Following reports that Arizona’s former state Attorney General Mark Brnovich (R) hid a report proving claims about voter fraud were inaccurate, Arizona Governor Katie Hobbs (D) has urged the State Bar to investigate.
In a letter to the chief counsel of the bar, Hobbs’s general counsel Bo Dul explained that the former state AG’s conduct was “harmful to our democracy, our State, and the legal profession itself.”
The letter, first obtained by The Washington Post, relays how Dul urges the state bar to assess files relating to Brnovich’s conduct and “take appropriate action.”
Dul’s letter follows a report by The Washington Post that exposes how internal documents show that Brnovich had kept private a March 2022 report showing that claims of mistakes and wrongdoing in the 2020 election had no merit.

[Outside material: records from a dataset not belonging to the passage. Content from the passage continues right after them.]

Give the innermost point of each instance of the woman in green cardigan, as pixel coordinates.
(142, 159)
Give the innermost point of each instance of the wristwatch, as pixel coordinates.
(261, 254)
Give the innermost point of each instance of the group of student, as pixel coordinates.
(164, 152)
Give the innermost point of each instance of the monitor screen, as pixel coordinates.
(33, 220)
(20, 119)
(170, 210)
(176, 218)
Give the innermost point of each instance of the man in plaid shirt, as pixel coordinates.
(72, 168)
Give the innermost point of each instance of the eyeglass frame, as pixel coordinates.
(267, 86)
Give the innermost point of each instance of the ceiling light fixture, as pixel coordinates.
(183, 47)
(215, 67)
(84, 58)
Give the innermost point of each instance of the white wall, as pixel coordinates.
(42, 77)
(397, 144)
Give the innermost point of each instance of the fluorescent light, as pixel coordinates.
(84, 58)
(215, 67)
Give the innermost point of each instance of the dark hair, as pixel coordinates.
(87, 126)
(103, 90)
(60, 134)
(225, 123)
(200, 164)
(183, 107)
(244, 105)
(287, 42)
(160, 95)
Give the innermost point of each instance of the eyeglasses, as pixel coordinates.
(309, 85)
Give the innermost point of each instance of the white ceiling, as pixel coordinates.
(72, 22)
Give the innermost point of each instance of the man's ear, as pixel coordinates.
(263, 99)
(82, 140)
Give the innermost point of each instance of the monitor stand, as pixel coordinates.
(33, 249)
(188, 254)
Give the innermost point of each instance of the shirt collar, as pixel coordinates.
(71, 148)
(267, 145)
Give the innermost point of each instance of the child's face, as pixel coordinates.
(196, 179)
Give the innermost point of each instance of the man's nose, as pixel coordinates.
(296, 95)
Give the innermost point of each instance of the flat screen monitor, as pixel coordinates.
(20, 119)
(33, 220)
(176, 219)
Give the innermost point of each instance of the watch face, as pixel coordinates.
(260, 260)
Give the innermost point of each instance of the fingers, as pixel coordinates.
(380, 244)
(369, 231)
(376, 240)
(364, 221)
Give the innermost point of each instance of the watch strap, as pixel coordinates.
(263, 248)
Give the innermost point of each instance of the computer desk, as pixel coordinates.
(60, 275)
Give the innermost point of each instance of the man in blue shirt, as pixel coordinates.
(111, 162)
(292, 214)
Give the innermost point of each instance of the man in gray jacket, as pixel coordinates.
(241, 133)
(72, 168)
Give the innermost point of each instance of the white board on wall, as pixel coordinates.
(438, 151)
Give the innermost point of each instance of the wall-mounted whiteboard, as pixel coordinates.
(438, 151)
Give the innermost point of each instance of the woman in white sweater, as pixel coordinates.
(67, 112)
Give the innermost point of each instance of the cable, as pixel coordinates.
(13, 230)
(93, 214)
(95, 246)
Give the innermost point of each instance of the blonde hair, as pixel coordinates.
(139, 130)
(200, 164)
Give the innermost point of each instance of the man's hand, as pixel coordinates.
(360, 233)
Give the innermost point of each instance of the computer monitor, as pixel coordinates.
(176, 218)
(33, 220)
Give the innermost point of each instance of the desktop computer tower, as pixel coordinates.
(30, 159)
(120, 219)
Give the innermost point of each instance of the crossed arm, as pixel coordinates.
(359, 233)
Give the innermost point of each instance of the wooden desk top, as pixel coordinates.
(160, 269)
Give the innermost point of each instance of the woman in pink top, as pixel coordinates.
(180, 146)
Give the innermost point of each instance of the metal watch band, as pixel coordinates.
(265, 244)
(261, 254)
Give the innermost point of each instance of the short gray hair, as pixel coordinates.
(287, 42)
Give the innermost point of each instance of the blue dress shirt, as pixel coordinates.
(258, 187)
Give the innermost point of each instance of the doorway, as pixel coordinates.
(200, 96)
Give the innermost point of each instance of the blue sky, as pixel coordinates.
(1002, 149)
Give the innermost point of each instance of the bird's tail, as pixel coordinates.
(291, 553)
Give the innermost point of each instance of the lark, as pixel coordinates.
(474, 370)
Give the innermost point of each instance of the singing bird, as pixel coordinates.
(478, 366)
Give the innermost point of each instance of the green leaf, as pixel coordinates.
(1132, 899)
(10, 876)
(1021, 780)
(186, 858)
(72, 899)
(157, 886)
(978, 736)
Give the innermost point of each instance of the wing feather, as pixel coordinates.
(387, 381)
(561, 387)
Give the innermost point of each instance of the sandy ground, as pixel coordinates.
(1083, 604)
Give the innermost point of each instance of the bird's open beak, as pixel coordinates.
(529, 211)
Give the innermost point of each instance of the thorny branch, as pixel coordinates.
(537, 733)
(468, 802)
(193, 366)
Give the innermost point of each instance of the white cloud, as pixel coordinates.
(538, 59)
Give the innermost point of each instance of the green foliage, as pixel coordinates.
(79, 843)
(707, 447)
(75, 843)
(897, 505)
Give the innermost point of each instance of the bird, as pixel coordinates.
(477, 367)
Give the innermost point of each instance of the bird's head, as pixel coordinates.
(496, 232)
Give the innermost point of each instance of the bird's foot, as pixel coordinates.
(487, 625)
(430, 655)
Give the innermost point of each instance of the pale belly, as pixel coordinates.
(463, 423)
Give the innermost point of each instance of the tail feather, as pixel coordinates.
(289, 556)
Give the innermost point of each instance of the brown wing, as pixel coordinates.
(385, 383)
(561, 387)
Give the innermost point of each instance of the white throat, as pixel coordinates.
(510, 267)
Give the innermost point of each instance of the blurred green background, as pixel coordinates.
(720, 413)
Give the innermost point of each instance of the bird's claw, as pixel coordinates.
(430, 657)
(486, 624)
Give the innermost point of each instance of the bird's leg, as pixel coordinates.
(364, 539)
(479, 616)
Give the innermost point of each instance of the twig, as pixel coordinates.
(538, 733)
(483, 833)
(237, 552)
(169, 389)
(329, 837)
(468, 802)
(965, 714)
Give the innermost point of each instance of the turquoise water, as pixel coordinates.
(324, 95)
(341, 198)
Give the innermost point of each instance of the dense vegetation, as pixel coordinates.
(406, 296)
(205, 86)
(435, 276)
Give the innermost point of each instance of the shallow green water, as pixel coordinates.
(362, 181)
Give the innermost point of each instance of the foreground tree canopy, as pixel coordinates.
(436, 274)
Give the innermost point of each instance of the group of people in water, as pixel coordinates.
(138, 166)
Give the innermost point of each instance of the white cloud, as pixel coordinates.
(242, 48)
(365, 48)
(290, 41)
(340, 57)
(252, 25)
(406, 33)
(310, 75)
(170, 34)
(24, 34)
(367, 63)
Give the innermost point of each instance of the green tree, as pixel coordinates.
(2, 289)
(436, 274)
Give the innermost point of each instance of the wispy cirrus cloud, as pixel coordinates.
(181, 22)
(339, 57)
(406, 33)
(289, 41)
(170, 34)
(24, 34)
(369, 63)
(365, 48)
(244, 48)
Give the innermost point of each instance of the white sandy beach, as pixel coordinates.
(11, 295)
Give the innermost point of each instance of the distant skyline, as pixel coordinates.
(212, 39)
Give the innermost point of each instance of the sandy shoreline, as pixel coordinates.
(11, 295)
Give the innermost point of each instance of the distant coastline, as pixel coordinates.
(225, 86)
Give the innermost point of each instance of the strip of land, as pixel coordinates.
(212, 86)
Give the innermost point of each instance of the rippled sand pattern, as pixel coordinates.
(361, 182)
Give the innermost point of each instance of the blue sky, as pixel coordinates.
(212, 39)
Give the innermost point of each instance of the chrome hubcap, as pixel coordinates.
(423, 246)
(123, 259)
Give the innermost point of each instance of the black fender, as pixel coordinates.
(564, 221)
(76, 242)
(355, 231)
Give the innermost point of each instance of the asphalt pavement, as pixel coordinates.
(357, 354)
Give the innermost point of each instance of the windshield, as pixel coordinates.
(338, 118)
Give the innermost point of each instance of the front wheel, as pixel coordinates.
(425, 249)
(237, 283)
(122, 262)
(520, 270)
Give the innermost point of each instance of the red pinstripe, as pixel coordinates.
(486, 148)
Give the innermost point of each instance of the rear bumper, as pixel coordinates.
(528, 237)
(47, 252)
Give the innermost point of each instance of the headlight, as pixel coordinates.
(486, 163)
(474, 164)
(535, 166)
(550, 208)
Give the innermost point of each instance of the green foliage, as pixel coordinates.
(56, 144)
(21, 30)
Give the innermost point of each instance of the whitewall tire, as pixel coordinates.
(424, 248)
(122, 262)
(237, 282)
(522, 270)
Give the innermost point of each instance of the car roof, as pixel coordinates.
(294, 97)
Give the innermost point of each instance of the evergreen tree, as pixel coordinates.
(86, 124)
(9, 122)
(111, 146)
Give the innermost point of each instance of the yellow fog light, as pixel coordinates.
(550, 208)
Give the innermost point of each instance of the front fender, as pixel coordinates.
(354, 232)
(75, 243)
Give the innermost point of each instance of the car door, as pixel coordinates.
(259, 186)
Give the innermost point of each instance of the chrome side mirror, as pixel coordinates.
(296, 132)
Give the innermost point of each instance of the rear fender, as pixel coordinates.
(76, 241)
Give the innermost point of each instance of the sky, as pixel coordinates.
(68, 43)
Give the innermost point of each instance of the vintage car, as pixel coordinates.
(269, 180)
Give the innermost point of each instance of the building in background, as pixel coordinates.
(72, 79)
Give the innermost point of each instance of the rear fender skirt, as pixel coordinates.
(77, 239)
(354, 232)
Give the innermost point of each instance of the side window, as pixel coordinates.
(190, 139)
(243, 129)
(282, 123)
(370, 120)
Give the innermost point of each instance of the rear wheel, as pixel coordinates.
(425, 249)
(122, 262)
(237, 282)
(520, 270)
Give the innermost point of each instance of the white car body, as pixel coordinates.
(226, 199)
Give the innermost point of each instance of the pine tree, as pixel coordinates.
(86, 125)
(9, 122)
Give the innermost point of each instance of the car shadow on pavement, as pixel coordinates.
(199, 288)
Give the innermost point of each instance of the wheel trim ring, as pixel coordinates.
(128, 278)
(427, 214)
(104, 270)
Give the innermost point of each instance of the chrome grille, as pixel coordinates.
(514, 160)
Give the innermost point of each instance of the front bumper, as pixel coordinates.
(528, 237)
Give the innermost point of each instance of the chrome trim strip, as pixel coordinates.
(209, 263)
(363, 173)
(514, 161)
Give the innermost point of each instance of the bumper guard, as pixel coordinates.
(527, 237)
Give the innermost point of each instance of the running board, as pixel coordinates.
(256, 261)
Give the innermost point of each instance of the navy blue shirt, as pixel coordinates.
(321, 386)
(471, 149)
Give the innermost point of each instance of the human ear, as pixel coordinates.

Brnovich had investigated voting in Maricopa County following the urging of allies of former President Donald Trump, who believed voter fraud in the county was responsible for Trump’s loss.
In an interim report released in April 2022, Brnovich claimed Maricopa county’s voting system was “broke.” Still, the former AG’s report excluded edits by those investigating such claims that would have refuted such assertions.
Eventually, Brnovich compiled an “Election Review Summary” dated September 2022, but the report wasn’t released during his term in office, which ended last month.
The Washington Post also reported that the state bar had revealed it had already received eight complaints relating to Brnovich’s probe into voting in the 2020 election.